Die myhostname lijkt me niet kloppen, of ben jij de smtp server van wanadoo? :-)

-peter

----------

## Azerix

Toen ik @home had en gebruikte toen smtp.home.nl en CCnumer als hostname in /etc/hostname en het werkte. Maar nu heb ik wanadoo en de linux PC is verbonden nu aan een netwerk dus 192.168.1.x (dus geen hoofdPC meer) . 

Ik heb ook met IP geprobeerd in myhostname /etc/postfix/main.cf en het werk niet.   :Confused:  Dit zijn de volgende apps die constant draaien: rc-status

 *Quote:*   

> 
> 
> Runlevel: default
> 
>  local                                                               [ started ]
> ...

 

In /etc/mail/aliases heb ik email toegevoegd die ik van Internet Provider gekregen had, dus root: mijn@wanadoo.nl . Op diet moment gebruik ik de standart instellingen van postfix in main.cf, dus

 *Quote:*   

> 
> 
> myhostname = host.domain.tld
> 
> myhostname = virtual.domain.tld
> ...

 

Met andere worden postfix kijk of host.domain.tld en virtual.domain.tld bestaat of niet en als het niet bestaat indit gevaal dus, neem ie gelijk mijn hostname in /etc/hostname de naam Azerix en dat gaat dus niet werken. 

Mijn vraag is wat moet ik allemaal in myhostname invullen? ik heb wel een geregistreerde domeinnaam zonder emailadres, maar die gebruik ik op dit momen niet. 

Naar mijn meninig ik kan toch ook zonder domeinnaam met postfix emails  kunnen versutren en ontvangen?   :Confused:   :Confused:   :Confused: 

----------

## DiedX

Je zal een domeinnaam moeten hebben. De meeste mail is toch afkomstig van een mailadres  :Smile: 

Heb je in postfix geen smarthost geinstalleerd?

----------

## Azerix

Enige wat ik heb geinstalleerd is postfix en email client mutt. Maar opzicht heb ik alleen maar postfix nodig om emails tekunnen verzenden en ontvangen, naar mijn meining. Ik heb ook geen smtp geinstalllerd of sasl, courier-imap en alle andere mail apps. In deze HOWTO's worden uitgelegd dat na de instalatie de default settings in /etc/postfix/main.cf hoort wel te werken het einige wat er moete gedaan worden is emailadres bij typen in /usr/mail/aliases.
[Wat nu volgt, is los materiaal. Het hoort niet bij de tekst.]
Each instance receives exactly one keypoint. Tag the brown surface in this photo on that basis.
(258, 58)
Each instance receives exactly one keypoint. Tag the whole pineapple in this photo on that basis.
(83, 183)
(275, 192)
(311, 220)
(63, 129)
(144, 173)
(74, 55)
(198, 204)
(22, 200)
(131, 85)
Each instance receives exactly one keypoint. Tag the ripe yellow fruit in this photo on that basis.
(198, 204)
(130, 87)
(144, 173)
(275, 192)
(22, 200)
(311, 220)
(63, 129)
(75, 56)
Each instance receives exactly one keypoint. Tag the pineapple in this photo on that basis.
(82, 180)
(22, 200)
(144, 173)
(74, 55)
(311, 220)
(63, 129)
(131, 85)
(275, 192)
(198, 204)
http://www.gentoo.org/doc/en/virt-mail-howto.xml

http://gentoo-wiki.com/Postfix

Kan het mischien liegen aan /etc/hostname?  :Confused:   Tijdens het opstraten krijg ik melding met een gele ster, dat ik moet stoppen gebruiken /etc/hostname in plaats dat van /etc/conf.d/hostname 

Het kan ook aan verbinding liegen. Toen ik @home had was computer direct verbonden aan Internet en hij functioneerde als DHCP, LAMP en ik gebruikte geen domeinnaam, maar gewoon email adres van @home. Server kreeg automatish IP van @home 82.x.x.x.  en het werkte toen prima. Ik heb  afbeeldingen gemaakt om wat duidelijk te maken http://www.azerix.org/test6/test.html

En na de verhuizing naar wanadooADSL heb ik een Modem Livebox die functioneert als DHCP, telefonie en enz. Dus er  is verschill kwa verbinding. Daar kan het ook aan liegen, want op dit momen mijn linux Server is een client van een network die een ip adres krijgt van DHCP (LiveBox)  192.168.x.x . Ik heb ook geprobeerd met mijn vaste externe  IP van wanadoo als myhostname, maar het lukte ook niet.
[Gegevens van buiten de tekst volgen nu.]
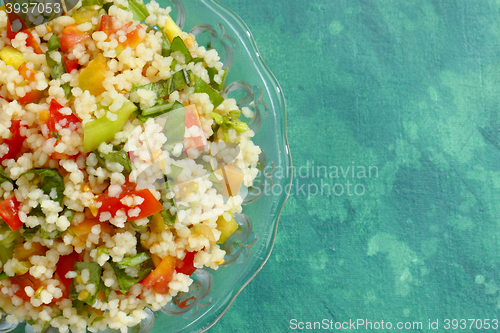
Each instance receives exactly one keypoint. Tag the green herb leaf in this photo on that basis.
(86, 3)
(158, 110)
(67, 89)
(178, 45)
(126, 281)
(201, 86)
(138, 9)
(95, 271)
(120, 157)
(138, 226)
(9, 236)
(49, 179)
(3, 176)
(165, 46)
(29, 233)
Ik heb met nmap getest de porten

 *Quote:*   

> 
> 
> Starting nmap 3.81 ( http://www.insecure.org/nmap/ ) at 2005-12-03 02:05 GMT
> 
> Interesting ports on localhost (127.0.0.1):
> ...

 

In Livebox heb ik ook de poort 80, 25 en 22 geopend geforward naar de Gentoo Server PC.  Naar mijn meining het moet kunnen werken met externe IP van wanadoo.  :Confused:   :Confused:   :Confused: 

----------

## DiedX

Azerix,

Naar mijn idee ben je op zoek naar een relayhost.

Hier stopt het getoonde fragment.